Most broad, stock market indices are “cap-weighted,” meaning each stock’s relative weight in the index reflects its market capitalization. So, for example, ExxonMobil‘s stock has 166 times the weight in the S&P 500 of Whole Foods Market because Exxon’s market cap is $415 billion while Whole Foods’ is $2.5 billion.
Cap-weighting also means the relative size of the industry sectors in the S&P 500 reflects the aggregate market cap of the stocks in each sector. So if the prices of technology stocks go up more than prices in other sectors, so does the relative size of the tech sector in the S&P 500.
When the tech stock bubble began gathering steam in 1996, technology shares made up 12% of the S&P 500. At the peak of the bubble, tech accounted for 35% of the index. So even had you weighted your portfolio according to the industry sectors of the S&P 500, you still would have been “chasing the bubble.” That is, as the tech sector grew larger and larger from 1996 through 2000, you would have put more and more of your portfolio into that sector as its share of the overall index increased.

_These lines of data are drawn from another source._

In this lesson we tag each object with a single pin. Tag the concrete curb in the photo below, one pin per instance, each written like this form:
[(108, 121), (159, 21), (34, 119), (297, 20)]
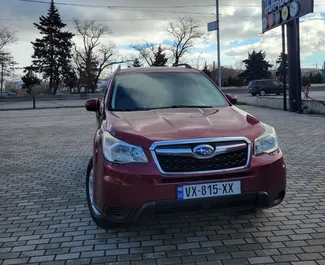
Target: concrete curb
[(56, 107)]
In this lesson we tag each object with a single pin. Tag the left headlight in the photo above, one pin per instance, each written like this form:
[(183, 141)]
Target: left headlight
[(117, 151), (267, 142)]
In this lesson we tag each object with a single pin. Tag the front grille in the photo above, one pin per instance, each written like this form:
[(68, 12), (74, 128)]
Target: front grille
[(173, 163)]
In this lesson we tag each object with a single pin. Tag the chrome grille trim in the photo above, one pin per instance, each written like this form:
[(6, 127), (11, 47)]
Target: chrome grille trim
[(186, 152)]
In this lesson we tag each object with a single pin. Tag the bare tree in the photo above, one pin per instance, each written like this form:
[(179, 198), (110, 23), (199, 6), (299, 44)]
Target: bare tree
[(185, 31), (7, 37), (94, 57), (148, 51)]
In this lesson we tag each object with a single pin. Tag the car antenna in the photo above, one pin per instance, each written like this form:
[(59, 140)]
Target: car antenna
[(183, 64)]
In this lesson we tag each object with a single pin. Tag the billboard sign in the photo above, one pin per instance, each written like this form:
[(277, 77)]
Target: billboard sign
[(278, 12)]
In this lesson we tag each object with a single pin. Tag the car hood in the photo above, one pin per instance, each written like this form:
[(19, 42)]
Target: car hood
[(142, 128)]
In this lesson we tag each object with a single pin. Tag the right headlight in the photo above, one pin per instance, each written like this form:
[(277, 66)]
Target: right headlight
[(117, 151), (267, 142)]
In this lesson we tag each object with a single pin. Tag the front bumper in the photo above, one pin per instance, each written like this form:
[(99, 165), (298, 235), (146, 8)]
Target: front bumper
[(253, 200), (124, 196)]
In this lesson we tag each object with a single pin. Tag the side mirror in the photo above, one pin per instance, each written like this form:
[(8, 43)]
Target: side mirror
[(232, 98), (92, 104)]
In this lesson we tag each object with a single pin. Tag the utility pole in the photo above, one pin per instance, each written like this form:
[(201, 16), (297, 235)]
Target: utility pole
[(218, 42), (2, 66), (284, 66)]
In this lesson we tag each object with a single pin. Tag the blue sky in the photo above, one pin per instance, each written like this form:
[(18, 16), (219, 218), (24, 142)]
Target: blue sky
[(240, 27)]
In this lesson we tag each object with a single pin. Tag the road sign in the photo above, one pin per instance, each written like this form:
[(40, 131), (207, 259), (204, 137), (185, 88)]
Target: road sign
[(278, 12), (212, 26)]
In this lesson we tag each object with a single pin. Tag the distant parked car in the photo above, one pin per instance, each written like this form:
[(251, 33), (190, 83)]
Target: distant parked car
[(265, 86)]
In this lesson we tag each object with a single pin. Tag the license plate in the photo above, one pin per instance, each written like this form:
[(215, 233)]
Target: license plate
[(185, 192)]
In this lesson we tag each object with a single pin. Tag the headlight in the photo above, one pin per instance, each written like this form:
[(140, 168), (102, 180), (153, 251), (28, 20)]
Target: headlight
[(267, 142), (117, 151)]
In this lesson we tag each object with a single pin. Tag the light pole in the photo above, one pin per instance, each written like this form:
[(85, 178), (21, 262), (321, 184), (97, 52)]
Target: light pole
[(218, 43), (198, 59)]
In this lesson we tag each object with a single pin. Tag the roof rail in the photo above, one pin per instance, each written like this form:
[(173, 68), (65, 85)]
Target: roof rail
[(183, 64)]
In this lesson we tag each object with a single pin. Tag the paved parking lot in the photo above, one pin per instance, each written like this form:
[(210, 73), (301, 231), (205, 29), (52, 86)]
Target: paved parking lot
[(44, 219)]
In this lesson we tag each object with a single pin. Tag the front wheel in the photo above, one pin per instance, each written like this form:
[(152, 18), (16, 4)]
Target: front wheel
[(95, 214)]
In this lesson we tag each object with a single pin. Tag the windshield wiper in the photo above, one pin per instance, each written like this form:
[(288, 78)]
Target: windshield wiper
[(186, 106), (165, 107)]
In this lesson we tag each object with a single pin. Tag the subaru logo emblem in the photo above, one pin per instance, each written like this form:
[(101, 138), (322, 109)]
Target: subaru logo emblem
[(204, 151)]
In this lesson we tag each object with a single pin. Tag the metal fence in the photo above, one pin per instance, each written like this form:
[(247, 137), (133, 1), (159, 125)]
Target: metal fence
[(45, 101)]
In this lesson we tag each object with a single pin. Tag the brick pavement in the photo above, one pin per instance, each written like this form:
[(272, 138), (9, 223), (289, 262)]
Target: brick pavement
[(44, 219)]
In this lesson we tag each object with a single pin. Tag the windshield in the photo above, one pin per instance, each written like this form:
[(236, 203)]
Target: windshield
[(143, 91)]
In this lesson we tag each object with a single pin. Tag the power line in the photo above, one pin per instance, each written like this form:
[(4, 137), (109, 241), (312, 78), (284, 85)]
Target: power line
[(128, 6), (101, 20)]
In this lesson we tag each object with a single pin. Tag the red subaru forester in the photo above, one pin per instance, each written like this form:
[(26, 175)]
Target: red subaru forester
[(169, 140)]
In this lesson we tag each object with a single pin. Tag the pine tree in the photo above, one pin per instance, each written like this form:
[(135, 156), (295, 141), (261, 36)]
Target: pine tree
[(52, 54), (136, 63), (160, 58), (30, 80)]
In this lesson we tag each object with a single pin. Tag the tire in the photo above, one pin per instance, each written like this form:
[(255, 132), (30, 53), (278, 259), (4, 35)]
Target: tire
[(97, 217), (262, 92)]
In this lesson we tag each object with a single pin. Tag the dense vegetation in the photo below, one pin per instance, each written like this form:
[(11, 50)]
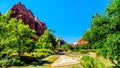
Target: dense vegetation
[(104, 33), (17, 46)]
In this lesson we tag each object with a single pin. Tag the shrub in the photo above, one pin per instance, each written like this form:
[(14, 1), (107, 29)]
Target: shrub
[(90, 62)]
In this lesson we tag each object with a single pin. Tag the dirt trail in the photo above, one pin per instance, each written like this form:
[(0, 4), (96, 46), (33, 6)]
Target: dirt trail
[(66, 60)]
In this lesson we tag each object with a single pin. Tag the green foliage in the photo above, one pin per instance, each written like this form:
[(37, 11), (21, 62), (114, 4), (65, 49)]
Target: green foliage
[(112, 47), (105, 30), (46, 41), (90, 62), (15, 39)]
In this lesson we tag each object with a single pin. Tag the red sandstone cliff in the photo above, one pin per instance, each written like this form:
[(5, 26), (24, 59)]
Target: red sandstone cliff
[(81, 41), (19, 11)]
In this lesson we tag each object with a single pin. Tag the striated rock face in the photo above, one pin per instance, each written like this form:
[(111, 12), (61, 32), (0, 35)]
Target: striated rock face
[(20, 12), (81, 41)]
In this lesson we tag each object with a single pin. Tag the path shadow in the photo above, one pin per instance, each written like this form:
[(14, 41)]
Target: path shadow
[(34, 61)]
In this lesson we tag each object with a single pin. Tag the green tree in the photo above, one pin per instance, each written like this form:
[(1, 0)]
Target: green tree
[(15, 37)]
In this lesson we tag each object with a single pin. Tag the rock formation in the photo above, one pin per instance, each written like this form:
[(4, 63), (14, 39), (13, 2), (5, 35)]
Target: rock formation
[(20, 12)]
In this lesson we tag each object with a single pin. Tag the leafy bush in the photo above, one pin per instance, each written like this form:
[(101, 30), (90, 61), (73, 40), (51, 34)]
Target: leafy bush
[(90, 62), (112, 47)]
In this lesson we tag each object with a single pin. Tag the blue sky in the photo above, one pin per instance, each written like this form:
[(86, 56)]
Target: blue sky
[(69, 18)]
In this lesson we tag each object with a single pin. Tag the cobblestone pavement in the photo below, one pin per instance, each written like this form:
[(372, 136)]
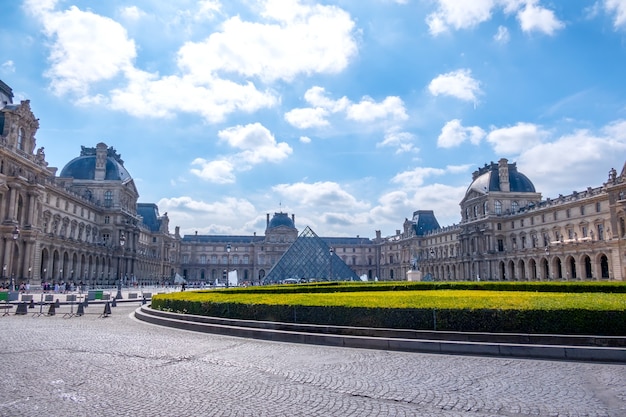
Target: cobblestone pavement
[(118, 366)]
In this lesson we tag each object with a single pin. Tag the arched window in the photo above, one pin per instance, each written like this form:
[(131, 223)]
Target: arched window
[(20, 139), (108, 198)]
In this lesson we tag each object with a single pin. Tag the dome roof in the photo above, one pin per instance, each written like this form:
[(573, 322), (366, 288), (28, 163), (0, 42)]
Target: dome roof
[(281, 219), (84, 166), (487, 179)]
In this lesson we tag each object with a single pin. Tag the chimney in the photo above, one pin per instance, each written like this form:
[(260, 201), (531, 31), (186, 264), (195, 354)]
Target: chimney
[(503, 174), (101, 161)]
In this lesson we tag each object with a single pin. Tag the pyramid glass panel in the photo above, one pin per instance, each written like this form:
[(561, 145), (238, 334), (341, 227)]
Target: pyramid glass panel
[(310, 258)]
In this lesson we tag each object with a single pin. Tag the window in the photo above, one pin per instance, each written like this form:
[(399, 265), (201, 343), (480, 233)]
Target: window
[(108, 198), (20, 139)]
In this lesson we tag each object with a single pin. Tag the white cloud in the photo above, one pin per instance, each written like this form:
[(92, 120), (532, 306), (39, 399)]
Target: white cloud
[(319, 194), (297, 39), (132, 12), (219, 217), (86, 48), (618, 7), (316, 96), (416, 177), (147, 95), (513, 140), (368, 110), (454, 133), (402, 141), (307, 117), (7, 67), (459, 15), (216, 76), (455, 14), (579, 154), (217, 171), (502, 36), (537, 18), (257, 143), (459, 84)]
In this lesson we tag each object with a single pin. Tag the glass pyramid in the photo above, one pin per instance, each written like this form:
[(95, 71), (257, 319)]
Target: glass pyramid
[(310, 258)]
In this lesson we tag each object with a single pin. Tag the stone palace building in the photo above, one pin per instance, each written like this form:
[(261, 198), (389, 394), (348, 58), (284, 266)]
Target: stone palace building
[(86, 224)]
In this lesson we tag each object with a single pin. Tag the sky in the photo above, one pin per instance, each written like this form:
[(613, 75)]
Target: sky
[(350, 114)]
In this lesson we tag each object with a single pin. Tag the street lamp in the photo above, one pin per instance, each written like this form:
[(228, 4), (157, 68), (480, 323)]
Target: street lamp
[(118, 296), (331, 251), (14, 234), (227, 263)]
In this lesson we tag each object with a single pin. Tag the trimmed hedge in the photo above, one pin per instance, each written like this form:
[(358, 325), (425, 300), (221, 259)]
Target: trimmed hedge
[(539, 286), (559, 321)]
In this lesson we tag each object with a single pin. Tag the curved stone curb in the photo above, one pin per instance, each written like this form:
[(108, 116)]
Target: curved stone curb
[(385, 339)]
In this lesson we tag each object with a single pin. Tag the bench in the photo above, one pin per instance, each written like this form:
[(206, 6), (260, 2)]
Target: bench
[(6, 307)]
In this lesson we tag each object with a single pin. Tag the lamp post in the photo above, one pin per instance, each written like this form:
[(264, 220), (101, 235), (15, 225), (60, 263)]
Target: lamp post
[(14, 234), (118, 296), (331, 251), (227, 263)]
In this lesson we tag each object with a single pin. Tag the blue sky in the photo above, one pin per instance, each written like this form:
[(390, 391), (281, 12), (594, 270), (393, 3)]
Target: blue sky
[(350, 114)]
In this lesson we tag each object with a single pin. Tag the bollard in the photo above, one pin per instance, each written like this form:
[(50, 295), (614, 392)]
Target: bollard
[(21, 309), (107, 310)]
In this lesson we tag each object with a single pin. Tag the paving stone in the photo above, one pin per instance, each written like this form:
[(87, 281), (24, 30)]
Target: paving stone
[(118, 366)]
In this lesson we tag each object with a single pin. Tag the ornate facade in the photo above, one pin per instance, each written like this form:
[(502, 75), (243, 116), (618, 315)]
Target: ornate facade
[(86, 225), (82, 226), (507, 232)]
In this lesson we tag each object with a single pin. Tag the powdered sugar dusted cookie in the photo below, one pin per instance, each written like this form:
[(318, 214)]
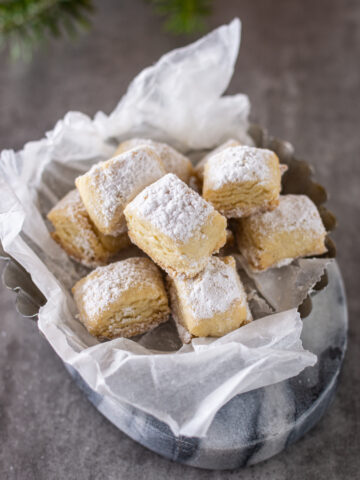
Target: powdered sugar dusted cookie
[(201, 165), (240, 181), (123, 299), (294, 229), (177, 228), (109, 186), (173, 161), (78, 236), (211, 304)]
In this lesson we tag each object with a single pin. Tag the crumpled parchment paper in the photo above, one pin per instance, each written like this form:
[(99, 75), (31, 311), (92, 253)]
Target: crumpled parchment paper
[(178, 100)]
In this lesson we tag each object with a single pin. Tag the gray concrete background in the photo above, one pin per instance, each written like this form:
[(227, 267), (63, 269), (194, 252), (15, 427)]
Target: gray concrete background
[(299, 63)]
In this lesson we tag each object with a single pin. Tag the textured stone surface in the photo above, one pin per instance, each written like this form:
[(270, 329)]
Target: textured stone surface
[(299, 65)]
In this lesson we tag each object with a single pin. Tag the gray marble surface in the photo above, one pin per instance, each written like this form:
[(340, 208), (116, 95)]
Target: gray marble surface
[(299, 65)]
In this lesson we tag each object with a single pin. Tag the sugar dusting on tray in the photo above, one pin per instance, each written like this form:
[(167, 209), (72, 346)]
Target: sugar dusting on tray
[(105, 284), (238, 164), (172, 207), (119, 179), (213, 290), (293, 212)]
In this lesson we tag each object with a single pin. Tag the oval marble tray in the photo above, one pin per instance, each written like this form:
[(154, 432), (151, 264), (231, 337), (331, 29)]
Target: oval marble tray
[(259, 424), (253, 426)]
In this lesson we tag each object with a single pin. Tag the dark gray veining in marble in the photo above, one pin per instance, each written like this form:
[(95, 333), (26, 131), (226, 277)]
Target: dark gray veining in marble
[(299, 64), (259, 424)]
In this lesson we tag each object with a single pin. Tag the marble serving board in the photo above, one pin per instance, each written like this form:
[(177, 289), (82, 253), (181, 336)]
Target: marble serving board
[(253, 426)]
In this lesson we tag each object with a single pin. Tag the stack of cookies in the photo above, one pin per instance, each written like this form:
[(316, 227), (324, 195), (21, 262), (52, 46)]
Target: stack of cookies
[(143, 196)]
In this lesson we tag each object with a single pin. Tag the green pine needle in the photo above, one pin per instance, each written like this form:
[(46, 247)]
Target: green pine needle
[(25, 24), (184, 16)]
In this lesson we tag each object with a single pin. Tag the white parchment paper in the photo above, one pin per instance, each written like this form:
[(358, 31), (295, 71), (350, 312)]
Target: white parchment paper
[(179, 100)]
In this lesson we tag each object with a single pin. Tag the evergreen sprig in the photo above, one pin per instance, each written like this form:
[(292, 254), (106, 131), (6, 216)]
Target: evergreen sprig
[(184, 16), (24, 24)]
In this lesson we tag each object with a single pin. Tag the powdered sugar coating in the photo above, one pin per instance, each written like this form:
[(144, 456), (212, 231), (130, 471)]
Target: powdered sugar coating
[(71, 204), (118, 180), (213, 290), (105, 285), (238, 164), (174, 161), (172, 207), (293, 212)]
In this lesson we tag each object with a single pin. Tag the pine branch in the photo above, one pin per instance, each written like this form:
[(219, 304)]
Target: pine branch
[(24, 24), (184, 16)]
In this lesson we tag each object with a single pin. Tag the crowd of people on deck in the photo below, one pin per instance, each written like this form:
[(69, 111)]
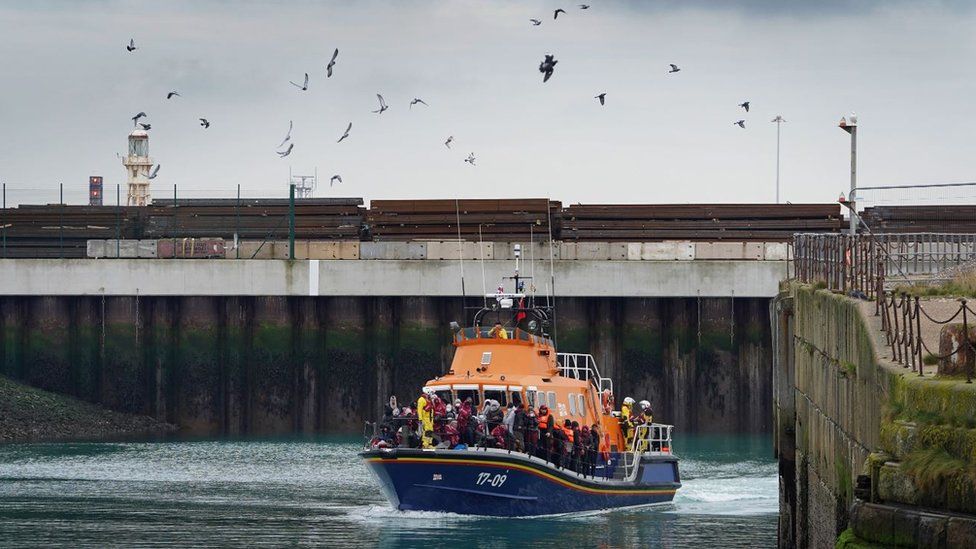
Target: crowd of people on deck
[(433, 423)]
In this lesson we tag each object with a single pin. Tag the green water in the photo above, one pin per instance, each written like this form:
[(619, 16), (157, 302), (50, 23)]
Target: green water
[(316, 492)]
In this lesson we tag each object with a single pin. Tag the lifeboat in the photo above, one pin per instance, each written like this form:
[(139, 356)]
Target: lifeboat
[(497, 476)]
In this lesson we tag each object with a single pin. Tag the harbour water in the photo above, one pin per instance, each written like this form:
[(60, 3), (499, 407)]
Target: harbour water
[(316, 492)]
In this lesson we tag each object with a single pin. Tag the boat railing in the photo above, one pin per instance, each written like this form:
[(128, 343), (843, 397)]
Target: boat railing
[(653, 440), (582, 366)]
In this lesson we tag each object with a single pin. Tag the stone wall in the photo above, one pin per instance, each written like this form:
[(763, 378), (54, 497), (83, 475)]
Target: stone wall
[(842, 409), (269, 365)]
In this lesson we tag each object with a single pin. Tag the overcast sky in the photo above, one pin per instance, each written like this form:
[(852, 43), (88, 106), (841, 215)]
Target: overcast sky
[(68, 90)]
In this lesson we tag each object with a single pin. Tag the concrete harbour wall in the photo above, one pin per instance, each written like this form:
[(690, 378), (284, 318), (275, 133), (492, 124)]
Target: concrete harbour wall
[(307, 364)]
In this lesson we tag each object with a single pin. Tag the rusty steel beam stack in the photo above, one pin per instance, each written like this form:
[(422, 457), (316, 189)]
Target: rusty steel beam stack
[(650, 222), (499, 220), (315, 218), (55, 230), (921, 219)]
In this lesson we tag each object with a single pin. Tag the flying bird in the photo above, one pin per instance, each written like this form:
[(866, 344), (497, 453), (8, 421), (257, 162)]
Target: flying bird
[(288, 135), (346, 134), (303, 87), (328, 68), (547, 66), (383, 106)]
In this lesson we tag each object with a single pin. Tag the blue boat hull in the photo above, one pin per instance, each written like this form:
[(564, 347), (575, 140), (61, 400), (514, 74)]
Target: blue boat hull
[(501, 484)]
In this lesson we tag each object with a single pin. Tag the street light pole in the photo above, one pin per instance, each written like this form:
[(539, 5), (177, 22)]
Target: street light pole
[(779, 120), (849, 125)]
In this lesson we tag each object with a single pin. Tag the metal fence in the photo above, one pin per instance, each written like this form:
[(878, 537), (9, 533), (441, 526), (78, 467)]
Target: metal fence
[(869, 264), (872, 266)]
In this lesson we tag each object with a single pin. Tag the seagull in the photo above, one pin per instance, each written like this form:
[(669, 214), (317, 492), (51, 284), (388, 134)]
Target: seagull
[(547, 66), (328, 68), (303, 87), (287, 136), (383, 106), (346, 134)]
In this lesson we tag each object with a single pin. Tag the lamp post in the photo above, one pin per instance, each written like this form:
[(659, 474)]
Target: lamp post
[(779, 120), (849, 125)]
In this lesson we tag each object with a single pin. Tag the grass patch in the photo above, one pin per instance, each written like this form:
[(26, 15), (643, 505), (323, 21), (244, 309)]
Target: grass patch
[(932, 467)]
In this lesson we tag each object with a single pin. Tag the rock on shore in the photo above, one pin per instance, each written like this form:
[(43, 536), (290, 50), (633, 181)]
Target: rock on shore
[(29, 415)]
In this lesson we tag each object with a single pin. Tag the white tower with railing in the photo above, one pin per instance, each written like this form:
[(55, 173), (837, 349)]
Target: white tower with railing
[(137, 164)]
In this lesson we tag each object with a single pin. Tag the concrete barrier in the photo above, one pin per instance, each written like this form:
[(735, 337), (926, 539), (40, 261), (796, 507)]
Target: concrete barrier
[(667, 251), (447, 250), (393, 250), (776, 251), (729, 250)]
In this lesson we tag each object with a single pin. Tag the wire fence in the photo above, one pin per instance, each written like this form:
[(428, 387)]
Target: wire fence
[(870, 266)]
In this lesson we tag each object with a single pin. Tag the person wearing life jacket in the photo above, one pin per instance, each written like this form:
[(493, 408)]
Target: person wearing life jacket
[(531, 430), (498, 331), (625, 412), (546, 422), (425, 413), (464, 422)]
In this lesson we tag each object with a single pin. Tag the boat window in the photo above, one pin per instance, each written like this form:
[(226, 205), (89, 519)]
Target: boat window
[(469, 393), (495, 394)]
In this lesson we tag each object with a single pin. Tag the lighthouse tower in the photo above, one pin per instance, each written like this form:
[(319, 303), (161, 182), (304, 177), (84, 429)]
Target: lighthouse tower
[(137, 164)]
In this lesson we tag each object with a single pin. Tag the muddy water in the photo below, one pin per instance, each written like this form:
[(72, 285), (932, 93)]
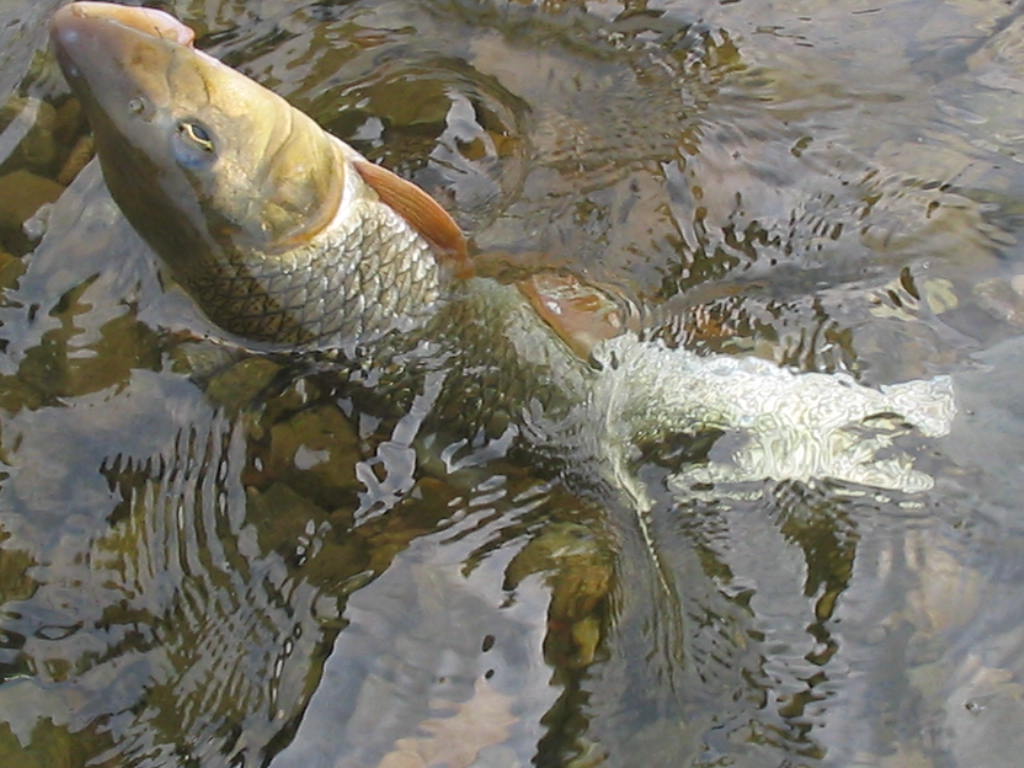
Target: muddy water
[(213, 561)]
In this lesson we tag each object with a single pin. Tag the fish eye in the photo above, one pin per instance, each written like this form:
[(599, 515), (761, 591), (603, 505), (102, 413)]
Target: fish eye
[(197, 135)]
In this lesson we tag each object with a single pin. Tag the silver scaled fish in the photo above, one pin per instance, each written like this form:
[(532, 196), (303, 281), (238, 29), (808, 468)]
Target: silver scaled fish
[(292, 242)]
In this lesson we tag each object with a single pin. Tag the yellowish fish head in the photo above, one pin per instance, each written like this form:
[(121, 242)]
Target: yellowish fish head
[(206, 163)]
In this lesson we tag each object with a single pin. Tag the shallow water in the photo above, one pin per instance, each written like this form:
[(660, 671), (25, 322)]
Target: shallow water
[(213, 562)]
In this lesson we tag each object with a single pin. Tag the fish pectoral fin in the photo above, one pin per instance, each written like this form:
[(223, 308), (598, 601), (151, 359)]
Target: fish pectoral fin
[(582, 314), (422, 212)]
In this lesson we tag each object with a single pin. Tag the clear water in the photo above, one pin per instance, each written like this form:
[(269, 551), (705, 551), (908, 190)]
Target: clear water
[(233, 567)]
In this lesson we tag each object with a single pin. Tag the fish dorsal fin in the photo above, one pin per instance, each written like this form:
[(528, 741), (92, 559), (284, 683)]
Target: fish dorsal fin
[(422, 212), (581, 314)]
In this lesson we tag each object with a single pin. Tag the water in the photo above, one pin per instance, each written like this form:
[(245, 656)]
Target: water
[(207, 561)]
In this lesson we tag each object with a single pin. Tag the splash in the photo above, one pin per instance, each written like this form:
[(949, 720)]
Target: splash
[(775, 423)]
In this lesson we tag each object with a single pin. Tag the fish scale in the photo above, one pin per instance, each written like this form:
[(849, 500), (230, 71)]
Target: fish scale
[(351, 264)]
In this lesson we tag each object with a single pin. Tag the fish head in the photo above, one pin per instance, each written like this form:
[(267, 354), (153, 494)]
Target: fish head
[(206, 164)]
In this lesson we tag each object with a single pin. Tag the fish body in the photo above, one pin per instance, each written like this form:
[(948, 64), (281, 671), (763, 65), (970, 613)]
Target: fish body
[(290, 240)]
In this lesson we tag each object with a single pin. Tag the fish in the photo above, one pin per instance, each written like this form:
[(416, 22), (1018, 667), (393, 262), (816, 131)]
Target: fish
[(292, 243)]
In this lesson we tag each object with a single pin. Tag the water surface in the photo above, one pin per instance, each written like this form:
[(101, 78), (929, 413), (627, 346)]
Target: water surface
[(216, 562)]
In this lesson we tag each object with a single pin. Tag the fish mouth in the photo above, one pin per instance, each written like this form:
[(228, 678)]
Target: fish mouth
[(99, 45), (80, 22)]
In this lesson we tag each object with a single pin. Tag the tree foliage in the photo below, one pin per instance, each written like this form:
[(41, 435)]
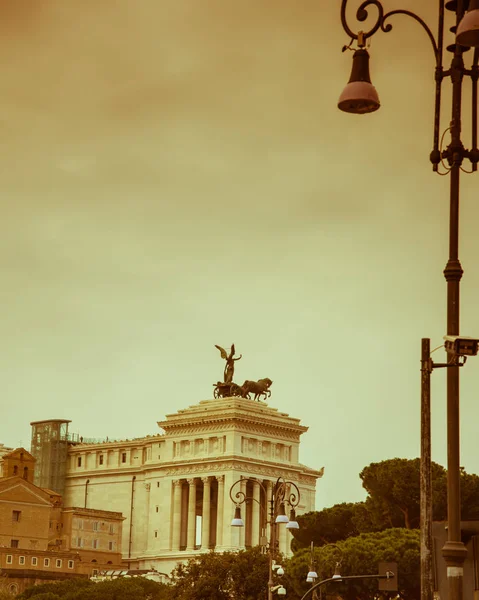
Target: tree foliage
[(214, 576), (359, 555), (331, 525), (135, 588), (393, 488)]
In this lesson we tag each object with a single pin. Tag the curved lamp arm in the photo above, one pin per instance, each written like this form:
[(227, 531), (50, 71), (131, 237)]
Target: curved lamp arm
[(362, 15)]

This illustrates the chief criticism of “indexing” strategies in general. When you buy Vanguard’s S&P 500 Index Fund you do get the benefits of sector diversification – that is, you won’t put all your eggs into one sector basket. You will also, however, put more of your money into those shares and sectors that have risen most and less into shares and sectors that have risen least, simply by dint of cap-weighting. In this way, indexing is a “buy-high” strategy. And buying high is what bubbles are made of.
If bubbles are created by people chasing them, then indexers are often a large if unwitting part of the herd. Investors in today’s global financial system must be alert to the risks — both direct and indirect — that asset bubbles pose. They’re likely to be with us for a while. Avoiding them and the herd may mean consciously straying from your index. This may cost you some relative performance over the short-term, but charting a less crowded course can be highly rewarding to your long-term financial health.
* “On the Macroeconomics of Asset Shortages,” proceedings of the 4th ECB Central Banking Conference on “The Role of Money: Money and Monetary Policy in the Twenty-first Century,” Frankfurt, November 2006.